Why
You said you'd grow old with me
Why why why why
Did you have to lie
I thought you were happy
I thought you liked our life
I thought you loved me
Because I have never stopped loving YOU
I fear I never will
But you ran off with her so I guess that just makes me WEAK
Do you even care about the kids
The last time you called was'nt for a couple weeks
They miss you
They want their "loving" dad back
I try and make you seem good
But you are BAD
Let´s not fall in love
Let´s not fall in love
Love is so universal
So controversial
So not special
No no no no
We are to special for that
We have made our own world
So why cant we remake one little old word
One inclusive word only for us
I dont want our "love" to be the same as everyone elses
Because our "love" is to special to me for that
So,
Let's not fall in love
Among the flames
Everyone says it has always been this way
But I know what really happened here
The people they, they destroyed it
But nobody could pin it on them because it was the perfect crime
They covered it up
Just like murderers clean up all the blood
I see them but they dont see me
I saw what they did, they killed them all
They killed the trees, and the grass, and the wonderful animals
It once was a habitat, now it is just a place where people come to spend their money
You may think they are innocent, but they are accomplices to the murders
I was there, when they set it a flame and bulldozed everything single little thing
I was there sitting on the grass, tears in my eyes, as they tore down everything
But alas I could not do anything
They may think it is over now, the murder has already been commited
But they are wrong
Because as I am sitting here on this wooden bench, I can still see the blood
And I can truly see
I am, We all are still among the flames
Laughs are for the ignorant, atleast that is what I thought
Why did'nt I laugh more?

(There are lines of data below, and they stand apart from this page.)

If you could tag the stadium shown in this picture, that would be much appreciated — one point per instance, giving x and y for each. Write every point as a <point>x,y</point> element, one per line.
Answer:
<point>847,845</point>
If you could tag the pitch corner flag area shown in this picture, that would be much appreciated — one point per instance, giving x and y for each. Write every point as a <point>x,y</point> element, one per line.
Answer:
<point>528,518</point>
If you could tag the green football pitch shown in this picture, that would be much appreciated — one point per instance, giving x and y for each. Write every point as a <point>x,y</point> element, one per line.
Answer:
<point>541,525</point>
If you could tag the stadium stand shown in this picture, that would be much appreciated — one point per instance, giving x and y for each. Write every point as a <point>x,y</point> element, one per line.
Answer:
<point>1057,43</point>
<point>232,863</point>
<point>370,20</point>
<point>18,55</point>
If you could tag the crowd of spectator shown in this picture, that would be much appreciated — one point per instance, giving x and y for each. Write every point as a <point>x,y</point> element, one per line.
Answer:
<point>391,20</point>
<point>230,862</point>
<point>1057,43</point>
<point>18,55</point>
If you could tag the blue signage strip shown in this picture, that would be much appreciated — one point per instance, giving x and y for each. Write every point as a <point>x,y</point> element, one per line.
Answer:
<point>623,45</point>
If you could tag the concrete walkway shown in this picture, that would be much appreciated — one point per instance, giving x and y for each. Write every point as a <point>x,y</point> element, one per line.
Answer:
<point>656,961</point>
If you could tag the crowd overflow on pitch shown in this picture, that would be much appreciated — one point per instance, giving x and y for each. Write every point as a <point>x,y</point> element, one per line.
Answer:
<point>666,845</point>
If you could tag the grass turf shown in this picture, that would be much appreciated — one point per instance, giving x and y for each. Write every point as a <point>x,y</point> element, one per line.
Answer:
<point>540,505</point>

I thought. Why did'nt I cry more? Why did I have to succomb to the feelings of others. Maybe its because I've had a hard life, or maybe thats just my poor excuse. I remember the day I last laughed, it was the day he died. He made me laugh my poor little brother why did he have to die. We were young, I was a depressed fourteen year old, but he was only twelve. We all thought he would pull through. He was the only person who could make me laugh, atleast laugh like I used too. But he's gone and I am soon to follow. I am sure he would have hated the idea of me never laughing again, but what am I supposed to do now without him I have got nothing to laugh about.